At a glance, I can tell this ID is an old-fashioned Massachusetts license, versus the newer Real IDs that are required for airport security. The photocopy is of the front of the ID only and not a good-quality reproduction. Clearly, the attendant at the cybercafé had been purely going through the motions.
“Ahem,” Lotham says. I glance up to find him staring at me, my water delivery not having fooled him for a second.
“Does that cybercafé still have the original ID?” I ask. As long as I’m busted, I might as well go all in.
“No.”
“What about the essay, login instructions, other notes she handed over?”
“Attendant threw them away. They were scanned and uploaded. No reason to hang on to the hard copies.”
“Why Roxbury? Has she used that internet café before?”
Lotham doesn’t object to this question. Instead, both he and O’Shaughnessy glance at the family. Once again, Emmanuel does the answering.
“She never mentioned it to me. It’s not close to our apartment, or on the way home from school. Or”—he is a thoughtful young man—“near her friends.”
“What about her new friend?” Again, as long as I’ve joined the party. “The one she met at the rec center that summer?”
“I do not know that friend,” Emmanuel says.
Guerline speaks up. “What new friend?”
That I stay out of.
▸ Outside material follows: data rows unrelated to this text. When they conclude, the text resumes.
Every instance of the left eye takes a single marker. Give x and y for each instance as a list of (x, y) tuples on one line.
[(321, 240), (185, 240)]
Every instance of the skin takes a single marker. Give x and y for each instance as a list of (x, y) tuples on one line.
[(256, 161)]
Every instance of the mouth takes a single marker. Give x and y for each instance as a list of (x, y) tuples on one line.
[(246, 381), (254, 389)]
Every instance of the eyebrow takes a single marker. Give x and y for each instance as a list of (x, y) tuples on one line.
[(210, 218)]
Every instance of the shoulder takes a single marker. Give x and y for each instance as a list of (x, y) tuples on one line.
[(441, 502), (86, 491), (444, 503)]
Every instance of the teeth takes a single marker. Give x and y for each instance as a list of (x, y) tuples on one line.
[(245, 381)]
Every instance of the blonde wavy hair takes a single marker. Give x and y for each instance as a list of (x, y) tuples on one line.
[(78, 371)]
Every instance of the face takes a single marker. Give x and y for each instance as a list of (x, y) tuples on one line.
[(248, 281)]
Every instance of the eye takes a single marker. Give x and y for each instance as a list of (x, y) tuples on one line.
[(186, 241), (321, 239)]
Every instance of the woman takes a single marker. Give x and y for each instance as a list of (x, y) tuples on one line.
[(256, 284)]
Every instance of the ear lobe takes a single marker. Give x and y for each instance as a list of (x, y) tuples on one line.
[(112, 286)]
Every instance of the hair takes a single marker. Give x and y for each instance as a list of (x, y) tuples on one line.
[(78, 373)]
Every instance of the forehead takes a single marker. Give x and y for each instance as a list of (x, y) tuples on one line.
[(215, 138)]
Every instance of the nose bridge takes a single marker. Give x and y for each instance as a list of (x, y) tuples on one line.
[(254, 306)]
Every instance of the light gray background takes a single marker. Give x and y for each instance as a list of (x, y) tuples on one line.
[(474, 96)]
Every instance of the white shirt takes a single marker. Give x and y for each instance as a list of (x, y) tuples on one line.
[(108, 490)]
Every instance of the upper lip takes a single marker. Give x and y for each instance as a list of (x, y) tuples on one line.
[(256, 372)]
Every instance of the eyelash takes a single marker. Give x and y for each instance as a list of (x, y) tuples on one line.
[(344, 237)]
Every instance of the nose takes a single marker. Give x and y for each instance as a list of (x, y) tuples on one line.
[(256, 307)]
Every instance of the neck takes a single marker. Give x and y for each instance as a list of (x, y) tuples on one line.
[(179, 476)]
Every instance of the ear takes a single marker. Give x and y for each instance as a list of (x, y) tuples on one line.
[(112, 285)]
Though it’s difficult given the glare I receive from Lotham. The police like to withhold as much information as possible, even from the families. I understand; nine times out of ten, the family is part of the problem, not the solution. But I’ve also worked cases where such communication gaps led to stalls in the investigation. If someone had just mentioned discovery A to family member B, then investigator C would’ve learned immediately about the impossibility of that claim.
Being an untrained, inexperienced civilian, as Detective Lotham likes to put it, I’m not bound by department policy. Instead, I get to follow my gut. Given the genuine shock, grief, and fear I see on Guerline’s and Emmanuel’s faces, I think they have no idea what happened to Angelique. Whatever mess she’d made or stumbled into or gotten tangled up in, they would like to know as much as anyone.
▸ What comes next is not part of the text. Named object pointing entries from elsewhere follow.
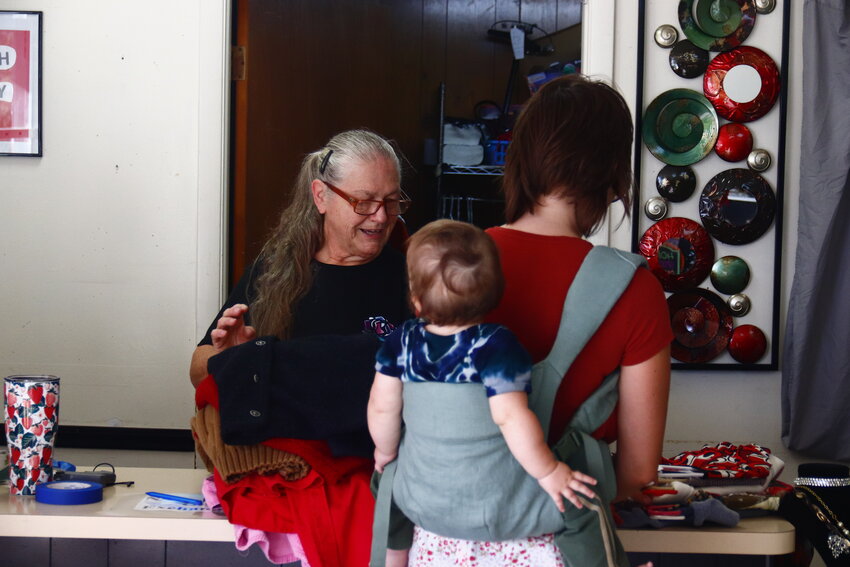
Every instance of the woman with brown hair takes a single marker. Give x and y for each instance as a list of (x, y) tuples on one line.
[(568, 161)]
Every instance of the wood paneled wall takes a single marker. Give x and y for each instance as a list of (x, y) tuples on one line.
[(316, 67)]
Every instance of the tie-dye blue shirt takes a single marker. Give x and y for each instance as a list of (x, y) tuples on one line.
[(486, 354)]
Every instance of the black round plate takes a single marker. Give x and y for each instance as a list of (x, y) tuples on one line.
[(737, 206)]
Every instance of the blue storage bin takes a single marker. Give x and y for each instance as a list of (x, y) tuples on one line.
[(495, 152)]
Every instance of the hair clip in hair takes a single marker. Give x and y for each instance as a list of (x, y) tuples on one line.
[(324, 165)]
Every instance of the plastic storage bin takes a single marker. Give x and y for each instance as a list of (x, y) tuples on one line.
[(494, 153)]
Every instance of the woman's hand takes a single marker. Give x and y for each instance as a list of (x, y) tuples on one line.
[(567, 483), (231, 329)]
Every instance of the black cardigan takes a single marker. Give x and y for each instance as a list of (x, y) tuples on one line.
[(305, 388)]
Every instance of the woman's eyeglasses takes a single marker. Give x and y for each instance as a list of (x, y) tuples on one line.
[(367, 207)]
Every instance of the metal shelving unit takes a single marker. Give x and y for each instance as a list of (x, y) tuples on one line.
[(460, 205)]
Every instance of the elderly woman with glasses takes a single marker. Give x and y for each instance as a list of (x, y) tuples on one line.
[(284, 372)]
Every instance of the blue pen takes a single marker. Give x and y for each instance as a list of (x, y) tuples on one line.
[(175, 498)]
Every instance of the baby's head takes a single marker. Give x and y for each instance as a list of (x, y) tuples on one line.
[(454, 271)]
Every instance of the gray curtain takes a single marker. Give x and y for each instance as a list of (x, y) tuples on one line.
[(816, 357)]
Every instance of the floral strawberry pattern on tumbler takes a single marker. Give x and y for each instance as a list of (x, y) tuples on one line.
[(32, 415)]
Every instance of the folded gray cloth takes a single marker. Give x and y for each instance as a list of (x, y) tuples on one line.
[(713, 510), (462, 134), (463, 155)]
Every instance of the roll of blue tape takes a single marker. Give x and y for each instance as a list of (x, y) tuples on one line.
[(65, 466), (68, 492)]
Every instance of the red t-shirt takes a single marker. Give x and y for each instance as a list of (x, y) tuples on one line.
[(538, 272)]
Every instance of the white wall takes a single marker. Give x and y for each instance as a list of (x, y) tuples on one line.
[(112, 241), (708, 407)]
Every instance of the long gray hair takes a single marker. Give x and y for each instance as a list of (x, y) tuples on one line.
[(287, 254)]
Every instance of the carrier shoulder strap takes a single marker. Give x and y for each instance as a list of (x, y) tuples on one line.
[(602, 278)]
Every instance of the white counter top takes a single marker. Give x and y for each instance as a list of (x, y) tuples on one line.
[(116, 518)]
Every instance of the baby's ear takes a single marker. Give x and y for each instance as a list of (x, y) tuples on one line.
[(417, 306)]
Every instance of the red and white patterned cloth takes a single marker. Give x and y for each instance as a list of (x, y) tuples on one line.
[(432, 550), (726, 460)]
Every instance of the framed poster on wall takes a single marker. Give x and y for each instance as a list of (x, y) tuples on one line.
[(709, 168), (20, 83)]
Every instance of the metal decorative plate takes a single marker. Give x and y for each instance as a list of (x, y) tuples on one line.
[(680, 127), (676, 183), (717, 25), (734, 142), (687, 60), (702, 325), (712, 84), (679, 252), (737, 206), (748, 344), (730, 275)]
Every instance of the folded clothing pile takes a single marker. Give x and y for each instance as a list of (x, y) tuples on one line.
[(715, 484), (462, 143)]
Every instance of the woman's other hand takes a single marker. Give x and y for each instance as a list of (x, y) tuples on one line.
[(231, 329), (564, 482)]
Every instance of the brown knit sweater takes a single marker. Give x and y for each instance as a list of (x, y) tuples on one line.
[(235, 461)]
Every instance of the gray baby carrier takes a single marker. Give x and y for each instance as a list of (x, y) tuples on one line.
[(451, 443)]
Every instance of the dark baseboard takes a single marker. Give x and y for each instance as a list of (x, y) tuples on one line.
[(124, 438)]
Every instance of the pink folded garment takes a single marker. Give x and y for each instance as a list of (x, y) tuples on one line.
[(278, 547)]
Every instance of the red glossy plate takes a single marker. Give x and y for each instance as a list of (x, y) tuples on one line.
[(679, 252), (702, 325), (738, 111)]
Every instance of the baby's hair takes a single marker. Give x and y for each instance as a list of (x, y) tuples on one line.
[(454, 273)]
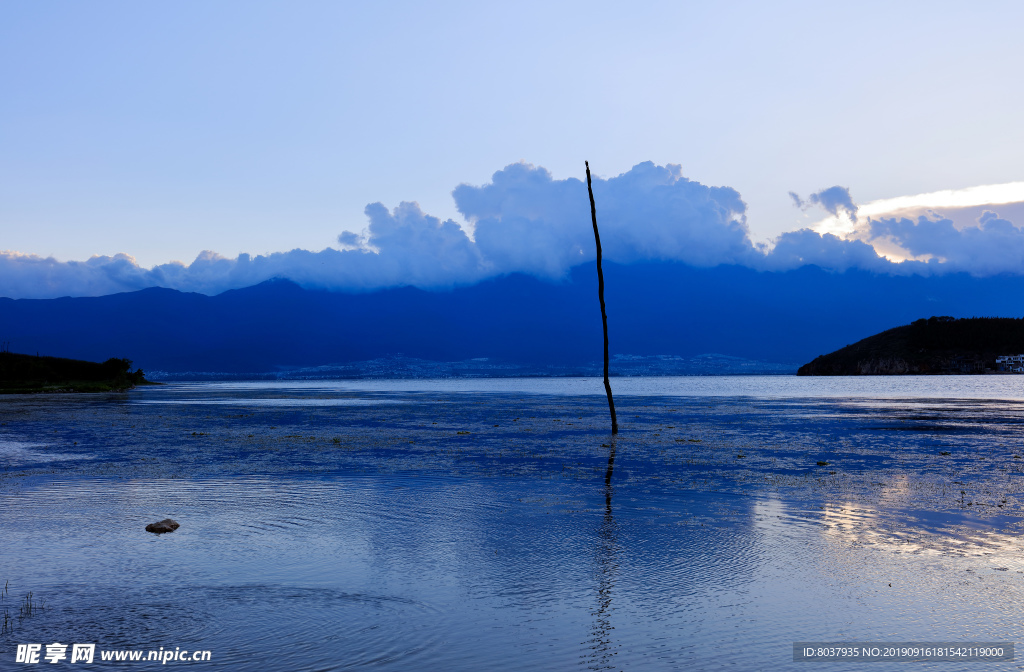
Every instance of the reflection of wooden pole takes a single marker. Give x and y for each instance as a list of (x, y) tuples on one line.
[(600, 294)]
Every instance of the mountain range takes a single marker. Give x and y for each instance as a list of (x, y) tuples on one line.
[(657, 311)]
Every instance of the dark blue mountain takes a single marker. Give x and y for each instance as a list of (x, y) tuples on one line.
[(653, 308)]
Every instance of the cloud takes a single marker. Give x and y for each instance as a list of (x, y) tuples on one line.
[(524, 220), (834, 200), (993, 246), (805, 247)]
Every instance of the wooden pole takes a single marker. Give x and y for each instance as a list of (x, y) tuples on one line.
[(600, 295)]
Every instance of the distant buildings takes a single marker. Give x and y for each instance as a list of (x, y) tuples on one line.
[(1014, 363)]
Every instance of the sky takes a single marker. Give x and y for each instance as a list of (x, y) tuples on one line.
[(196, 132)]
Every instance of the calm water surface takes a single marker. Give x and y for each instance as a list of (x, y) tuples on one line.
[(467, 525)]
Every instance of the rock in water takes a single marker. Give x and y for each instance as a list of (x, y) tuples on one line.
[(167, 525)]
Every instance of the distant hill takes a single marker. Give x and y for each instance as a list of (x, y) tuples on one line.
[(26, 373), (933, 345), (657, 310)]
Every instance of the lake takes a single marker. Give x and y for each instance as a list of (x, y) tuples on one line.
[(496, 523)]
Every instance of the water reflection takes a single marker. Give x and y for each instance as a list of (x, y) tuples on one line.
[(601, 655)]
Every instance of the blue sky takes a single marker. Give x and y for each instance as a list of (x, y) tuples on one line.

I also like to think: They would love her anyway. But maybe that has more to do with my needs than theirs.
“Angelique’s friends claim she was different the fall she disappeared,” Lotham provides at last. “Distracted. Maybe by someone she’d met during the summer program at the rec center. Did you notice anything?”
Guerline doesn’t answer right away. On the table, O’Shaughnessy is still clasping her hand in his. Now, he gives her fingers a reassuring squeeze.
“My Angel, she was... quieter,” Guerline concedes at last. “On her computer more. I assumed it was school. Her classes are very demanding, yes, and she insists on taking even more, over the internet. She wants to get ahead. This is a good thing. I did not worry. I did not think to worry.”